Proof. Call $A$ the linear interpolation. The Lipschitz constant of $A$ coincides with the operatorial norm $\sup_{|x|=1}|Ax|$, which is equivalent to $\|A\|_*$ defined above because of the finitness of the dimension, which in turn is less than $n\text{Lip}(u,S)$.
From this you obtain that the Lipschitz constant of the extension is controlled by the Lipschitz constant of $f|_{L_\epsilon}$, which is finite.

*This is not possible in general if you require equiboundedness of second derivatives. Consider in $\mathbb R$ the function $u(x)=\sqrt{|x|}$. Suppose that $u_\epsilon\to u$ uniformly and that $u_\epsilon$ are $C^2$. Then, by the uniform convergence, $u_\epsilon'(x)$ will eventually (in $\epsilon$) be really high near positive zero, and really low near negative zero (apply Lagrange). In particular for every constant $M$ we can find points $x,y$ such that $|x-y|\leq 1$ and such that for every sufficiently small $\epsilon$ we have $|u'_\epsilon (x)-u_\epsilon'(y)| \geq M$. However, by the FTC
$$|u'(y)-u'(x)|=\left|\int_x^y u''(t)dt\right|\leq \|u''\|_\infty|x-y|$$
which is a contradiction.
If instead you just require boundedness of each second derivative, I believe that a suitable convolution with the functions $u_\epsilon$ at point 2 will do.
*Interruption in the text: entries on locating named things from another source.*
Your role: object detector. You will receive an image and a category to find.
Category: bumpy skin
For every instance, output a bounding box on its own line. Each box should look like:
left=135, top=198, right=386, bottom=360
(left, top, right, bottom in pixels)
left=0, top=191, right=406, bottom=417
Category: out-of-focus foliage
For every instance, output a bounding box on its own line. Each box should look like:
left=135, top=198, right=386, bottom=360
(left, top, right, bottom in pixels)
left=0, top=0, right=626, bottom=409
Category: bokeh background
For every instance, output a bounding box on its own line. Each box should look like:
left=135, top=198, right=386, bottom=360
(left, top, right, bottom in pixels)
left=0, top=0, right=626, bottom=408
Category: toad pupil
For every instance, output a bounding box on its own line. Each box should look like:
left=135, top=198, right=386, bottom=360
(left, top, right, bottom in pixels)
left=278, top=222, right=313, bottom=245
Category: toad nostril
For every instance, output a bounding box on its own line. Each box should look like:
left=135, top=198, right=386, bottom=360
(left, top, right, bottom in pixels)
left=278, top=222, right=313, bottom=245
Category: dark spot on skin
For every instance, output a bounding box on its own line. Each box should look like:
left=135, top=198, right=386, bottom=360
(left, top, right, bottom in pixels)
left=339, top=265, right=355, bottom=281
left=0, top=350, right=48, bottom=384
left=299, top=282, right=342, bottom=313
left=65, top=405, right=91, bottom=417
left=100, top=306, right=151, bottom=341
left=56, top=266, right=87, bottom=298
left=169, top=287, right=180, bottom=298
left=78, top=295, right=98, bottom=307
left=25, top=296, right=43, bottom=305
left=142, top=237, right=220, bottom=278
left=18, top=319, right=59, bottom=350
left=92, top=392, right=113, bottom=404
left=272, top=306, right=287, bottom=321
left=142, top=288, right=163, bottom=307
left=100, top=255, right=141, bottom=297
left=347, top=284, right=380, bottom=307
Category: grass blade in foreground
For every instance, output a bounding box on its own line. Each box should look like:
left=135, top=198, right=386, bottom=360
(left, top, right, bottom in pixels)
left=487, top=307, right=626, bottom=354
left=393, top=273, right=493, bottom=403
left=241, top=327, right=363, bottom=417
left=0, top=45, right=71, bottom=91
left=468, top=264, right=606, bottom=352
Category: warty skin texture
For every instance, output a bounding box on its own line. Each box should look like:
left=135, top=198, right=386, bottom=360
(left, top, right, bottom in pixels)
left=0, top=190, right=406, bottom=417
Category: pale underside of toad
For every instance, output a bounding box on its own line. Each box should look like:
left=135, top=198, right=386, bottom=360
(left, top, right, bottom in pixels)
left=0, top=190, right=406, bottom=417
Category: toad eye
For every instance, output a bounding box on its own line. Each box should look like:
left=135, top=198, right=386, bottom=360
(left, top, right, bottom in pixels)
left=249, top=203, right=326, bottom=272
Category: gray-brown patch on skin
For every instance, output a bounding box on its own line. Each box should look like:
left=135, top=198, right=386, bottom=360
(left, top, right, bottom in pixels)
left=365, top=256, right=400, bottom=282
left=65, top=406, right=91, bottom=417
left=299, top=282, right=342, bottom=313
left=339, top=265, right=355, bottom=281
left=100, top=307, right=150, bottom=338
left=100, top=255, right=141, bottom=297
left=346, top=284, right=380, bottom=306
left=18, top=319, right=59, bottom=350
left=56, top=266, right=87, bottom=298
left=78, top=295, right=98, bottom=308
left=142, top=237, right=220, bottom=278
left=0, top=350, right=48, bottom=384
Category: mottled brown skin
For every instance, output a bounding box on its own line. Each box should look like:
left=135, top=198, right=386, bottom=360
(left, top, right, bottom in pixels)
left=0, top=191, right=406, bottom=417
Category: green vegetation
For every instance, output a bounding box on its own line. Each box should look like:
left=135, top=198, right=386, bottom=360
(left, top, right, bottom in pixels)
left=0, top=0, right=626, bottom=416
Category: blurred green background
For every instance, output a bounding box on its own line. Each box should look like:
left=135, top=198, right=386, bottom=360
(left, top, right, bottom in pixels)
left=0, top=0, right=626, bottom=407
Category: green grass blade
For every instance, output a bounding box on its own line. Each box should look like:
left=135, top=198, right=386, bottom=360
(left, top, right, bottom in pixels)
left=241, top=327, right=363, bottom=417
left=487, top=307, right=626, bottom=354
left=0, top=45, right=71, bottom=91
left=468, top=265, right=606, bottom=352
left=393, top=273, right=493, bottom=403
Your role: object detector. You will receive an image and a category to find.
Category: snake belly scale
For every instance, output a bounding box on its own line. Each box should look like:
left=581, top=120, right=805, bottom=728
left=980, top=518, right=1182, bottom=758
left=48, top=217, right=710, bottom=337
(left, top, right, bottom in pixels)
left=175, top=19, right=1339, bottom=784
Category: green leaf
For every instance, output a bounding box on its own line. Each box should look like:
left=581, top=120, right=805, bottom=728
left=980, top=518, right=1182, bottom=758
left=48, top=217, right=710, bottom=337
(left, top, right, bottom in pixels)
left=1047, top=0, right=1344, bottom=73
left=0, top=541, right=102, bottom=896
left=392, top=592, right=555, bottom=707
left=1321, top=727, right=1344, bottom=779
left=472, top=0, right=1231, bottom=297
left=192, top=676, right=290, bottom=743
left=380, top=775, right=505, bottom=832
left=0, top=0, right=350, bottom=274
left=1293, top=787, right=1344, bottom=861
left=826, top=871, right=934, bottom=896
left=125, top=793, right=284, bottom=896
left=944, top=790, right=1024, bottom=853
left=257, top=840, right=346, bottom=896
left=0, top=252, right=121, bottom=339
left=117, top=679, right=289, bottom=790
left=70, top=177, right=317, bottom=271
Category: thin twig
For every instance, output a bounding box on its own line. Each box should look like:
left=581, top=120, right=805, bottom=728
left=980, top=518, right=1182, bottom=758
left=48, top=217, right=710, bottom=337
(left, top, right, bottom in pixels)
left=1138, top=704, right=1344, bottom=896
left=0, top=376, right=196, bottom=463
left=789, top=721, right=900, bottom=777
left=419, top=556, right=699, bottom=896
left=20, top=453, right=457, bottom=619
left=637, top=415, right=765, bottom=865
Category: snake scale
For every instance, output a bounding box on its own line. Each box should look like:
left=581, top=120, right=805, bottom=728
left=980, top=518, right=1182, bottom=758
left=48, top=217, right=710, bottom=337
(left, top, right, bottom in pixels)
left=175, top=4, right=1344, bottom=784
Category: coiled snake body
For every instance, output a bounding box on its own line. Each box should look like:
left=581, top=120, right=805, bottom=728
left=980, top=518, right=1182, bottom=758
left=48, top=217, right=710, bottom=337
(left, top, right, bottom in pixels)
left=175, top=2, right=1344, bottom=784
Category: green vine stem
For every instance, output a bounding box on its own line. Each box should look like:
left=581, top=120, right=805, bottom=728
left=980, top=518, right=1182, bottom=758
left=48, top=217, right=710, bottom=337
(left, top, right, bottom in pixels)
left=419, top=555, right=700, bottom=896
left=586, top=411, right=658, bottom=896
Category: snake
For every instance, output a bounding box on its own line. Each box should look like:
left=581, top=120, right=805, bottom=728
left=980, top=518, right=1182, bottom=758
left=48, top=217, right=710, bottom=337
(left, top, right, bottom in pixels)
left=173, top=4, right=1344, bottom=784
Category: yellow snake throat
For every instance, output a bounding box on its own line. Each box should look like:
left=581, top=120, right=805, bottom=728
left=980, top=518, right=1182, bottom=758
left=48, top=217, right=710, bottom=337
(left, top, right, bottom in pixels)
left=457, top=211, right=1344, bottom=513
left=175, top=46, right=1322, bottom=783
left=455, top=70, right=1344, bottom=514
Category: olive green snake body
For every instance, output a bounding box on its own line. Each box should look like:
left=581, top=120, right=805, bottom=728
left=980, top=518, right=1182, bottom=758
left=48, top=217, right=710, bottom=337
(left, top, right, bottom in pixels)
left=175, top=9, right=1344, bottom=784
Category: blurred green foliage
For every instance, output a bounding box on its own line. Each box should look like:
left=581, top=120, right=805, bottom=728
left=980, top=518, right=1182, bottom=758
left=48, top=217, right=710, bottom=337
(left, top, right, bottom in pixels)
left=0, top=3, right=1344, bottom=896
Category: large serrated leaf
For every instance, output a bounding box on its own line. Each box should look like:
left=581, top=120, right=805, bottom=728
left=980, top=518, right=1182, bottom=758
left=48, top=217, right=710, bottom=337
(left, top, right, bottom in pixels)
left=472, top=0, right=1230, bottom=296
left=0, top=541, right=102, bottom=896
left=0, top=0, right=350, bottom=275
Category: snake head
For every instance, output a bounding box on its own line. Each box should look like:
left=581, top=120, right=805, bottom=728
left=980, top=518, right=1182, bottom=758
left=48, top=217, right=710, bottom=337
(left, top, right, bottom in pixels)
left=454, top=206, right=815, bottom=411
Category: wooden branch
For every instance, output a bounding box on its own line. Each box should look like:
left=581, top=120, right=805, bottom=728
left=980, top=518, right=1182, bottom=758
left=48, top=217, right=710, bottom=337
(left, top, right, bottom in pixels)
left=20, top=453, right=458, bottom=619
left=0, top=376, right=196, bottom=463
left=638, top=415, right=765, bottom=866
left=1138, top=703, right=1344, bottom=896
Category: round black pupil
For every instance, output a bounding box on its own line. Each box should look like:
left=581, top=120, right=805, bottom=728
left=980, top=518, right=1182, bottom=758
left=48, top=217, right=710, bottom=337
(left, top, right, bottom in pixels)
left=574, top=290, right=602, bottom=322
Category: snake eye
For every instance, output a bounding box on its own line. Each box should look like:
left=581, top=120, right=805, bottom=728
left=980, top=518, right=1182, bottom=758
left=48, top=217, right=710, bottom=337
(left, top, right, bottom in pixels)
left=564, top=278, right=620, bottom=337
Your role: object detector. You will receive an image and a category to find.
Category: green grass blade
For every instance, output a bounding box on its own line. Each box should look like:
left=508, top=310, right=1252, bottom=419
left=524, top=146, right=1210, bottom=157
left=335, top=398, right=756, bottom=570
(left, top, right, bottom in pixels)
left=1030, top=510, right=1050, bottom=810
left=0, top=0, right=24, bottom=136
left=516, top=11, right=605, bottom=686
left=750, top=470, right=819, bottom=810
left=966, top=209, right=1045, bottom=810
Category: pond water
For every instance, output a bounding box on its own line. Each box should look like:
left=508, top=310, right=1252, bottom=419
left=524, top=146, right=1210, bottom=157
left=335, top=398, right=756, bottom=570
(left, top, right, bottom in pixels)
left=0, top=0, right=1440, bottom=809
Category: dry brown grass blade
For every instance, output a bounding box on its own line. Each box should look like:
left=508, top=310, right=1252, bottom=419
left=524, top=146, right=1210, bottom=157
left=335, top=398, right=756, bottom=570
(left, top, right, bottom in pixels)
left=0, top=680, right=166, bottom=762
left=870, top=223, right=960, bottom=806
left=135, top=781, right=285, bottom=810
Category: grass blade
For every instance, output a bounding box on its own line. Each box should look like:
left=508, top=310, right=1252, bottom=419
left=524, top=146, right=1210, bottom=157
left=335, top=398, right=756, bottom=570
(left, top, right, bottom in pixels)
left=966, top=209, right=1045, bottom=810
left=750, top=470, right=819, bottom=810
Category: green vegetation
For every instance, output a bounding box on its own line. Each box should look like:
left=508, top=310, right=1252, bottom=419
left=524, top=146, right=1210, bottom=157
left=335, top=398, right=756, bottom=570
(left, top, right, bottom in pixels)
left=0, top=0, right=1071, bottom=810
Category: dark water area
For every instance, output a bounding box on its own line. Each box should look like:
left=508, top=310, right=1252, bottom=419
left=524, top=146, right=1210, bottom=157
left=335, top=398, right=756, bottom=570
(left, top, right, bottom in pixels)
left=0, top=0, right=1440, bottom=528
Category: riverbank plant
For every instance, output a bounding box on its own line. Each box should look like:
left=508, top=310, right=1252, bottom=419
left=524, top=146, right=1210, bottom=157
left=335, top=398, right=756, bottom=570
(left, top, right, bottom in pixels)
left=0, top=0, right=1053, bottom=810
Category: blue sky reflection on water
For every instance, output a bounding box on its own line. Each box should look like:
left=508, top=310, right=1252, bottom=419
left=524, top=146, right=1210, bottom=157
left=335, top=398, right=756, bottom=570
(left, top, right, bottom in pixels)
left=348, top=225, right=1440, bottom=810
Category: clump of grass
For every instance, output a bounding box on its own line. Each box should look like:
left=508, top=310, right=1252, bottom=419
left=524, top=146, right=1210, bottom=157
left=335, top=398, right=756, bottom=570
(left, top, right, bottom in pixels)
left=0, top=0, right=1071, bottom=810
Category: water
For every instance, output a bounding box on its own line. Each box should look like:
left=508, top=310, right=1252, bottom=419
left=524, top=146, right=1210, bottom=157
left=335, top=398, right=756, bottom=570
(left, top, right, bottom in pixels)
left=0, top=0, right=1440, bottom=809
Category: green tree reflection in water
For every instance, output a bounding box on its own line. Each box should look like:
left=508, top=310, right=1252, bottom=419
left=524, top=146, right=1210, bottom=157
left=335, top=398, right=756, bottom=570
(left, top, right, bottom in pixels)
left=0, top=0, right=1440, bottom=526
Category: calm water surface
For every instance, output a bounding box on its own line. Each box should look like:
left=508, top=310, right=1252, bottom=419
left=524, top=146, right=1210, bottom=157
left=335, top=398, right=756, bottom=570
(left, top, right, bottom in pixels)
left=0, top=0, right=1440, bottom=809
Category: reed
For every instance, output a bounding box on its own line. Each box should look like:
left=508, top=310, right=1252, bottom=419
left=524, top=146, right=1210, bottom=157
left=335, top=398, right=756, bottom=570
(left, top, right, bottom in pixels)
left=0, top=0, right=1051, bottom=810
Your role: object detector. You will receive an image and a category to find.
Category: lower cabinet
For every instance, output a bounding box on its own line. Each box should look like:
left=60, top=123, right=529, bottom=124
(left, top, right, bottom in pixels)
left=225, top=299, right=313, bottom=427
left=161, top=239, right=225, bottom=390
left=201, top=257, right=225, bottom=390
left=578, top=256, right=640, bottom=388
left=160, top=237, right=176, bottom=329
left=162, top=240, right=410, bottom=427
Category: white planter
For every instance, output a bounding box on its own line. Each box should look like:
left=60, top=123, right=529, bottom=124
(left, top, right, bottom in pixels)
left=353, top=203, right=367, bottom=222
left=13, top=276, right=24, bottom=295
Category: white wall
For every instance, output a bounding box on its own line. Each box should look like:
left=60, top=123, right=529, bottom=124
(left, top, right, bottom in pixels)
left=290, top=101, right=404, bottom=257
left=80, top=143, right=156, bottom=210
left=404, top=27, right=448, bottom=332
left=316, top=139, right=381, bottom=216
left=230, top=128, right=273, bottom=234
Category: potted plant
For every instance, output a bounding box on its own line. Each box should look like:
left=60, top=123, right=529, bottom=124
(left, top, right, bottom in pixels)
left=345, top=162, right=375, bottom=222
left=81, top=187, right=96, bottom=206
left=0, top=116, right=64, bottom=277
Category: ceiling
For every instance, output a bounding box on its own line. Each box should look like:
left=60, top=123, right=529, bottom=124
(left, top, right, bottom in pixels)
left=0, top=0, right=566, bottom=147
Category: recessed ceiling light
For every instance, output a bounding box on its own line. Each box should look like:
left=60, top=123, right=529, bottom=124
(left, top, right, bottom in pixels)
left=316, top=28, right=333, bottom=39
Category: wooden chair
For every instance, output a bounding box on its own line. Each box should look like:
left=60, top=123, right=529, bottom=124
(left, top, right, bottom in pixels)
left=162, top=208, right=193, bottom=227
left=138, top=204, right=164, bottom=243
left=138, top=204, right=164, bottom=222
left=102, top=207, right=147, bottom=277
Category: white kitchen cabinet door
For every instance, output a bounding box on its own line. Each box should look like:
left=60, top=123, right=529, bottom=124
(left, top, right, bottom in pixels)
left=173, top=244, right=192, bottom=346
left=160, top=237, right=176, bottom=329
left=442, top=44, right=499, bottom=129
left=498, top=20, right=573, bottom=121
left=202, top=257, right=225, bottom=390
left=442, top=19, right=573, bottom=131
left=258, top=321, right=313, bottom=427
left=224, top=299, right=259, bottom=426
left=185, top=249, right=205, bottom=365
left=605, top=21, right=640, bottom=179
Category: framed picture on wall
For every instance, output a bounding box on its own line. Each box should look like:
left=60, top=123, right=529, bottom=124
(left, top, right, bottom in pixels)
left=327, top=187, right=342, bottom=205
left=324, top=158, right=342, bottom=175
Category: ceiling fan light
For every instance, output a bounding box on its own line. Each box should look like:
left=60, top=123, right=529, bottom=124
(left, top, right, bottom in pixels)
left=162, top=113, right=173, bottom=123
This essentially because the change in the first derivatives of $u_\epsilon$ between two near simplices is at most given by twice the Lipschitz constant, and happens at lengthscale $\epsilon$. Therefore a convolution with a mollifier with support of lengthscale $\sim\epsilon$ will make a smooth transition of first derivatives between a simplex and a neighbour, hopefully mantaining a second derivative of order $\sim 1/\epsilon$.
EDIT Without the uniform boundedness it is sufficient to use the same convolutions as point 1. Indeed
$$\|\partial^2_{ij}(u*\rho)\|_\infty=\|u*(\partial^2_{ij}\rho)\|_\infty\leq \|u\|_\infty \|\partial_{ij}^2\rho\|_1$$
which is finite if $\rho$ is regular and has compact support.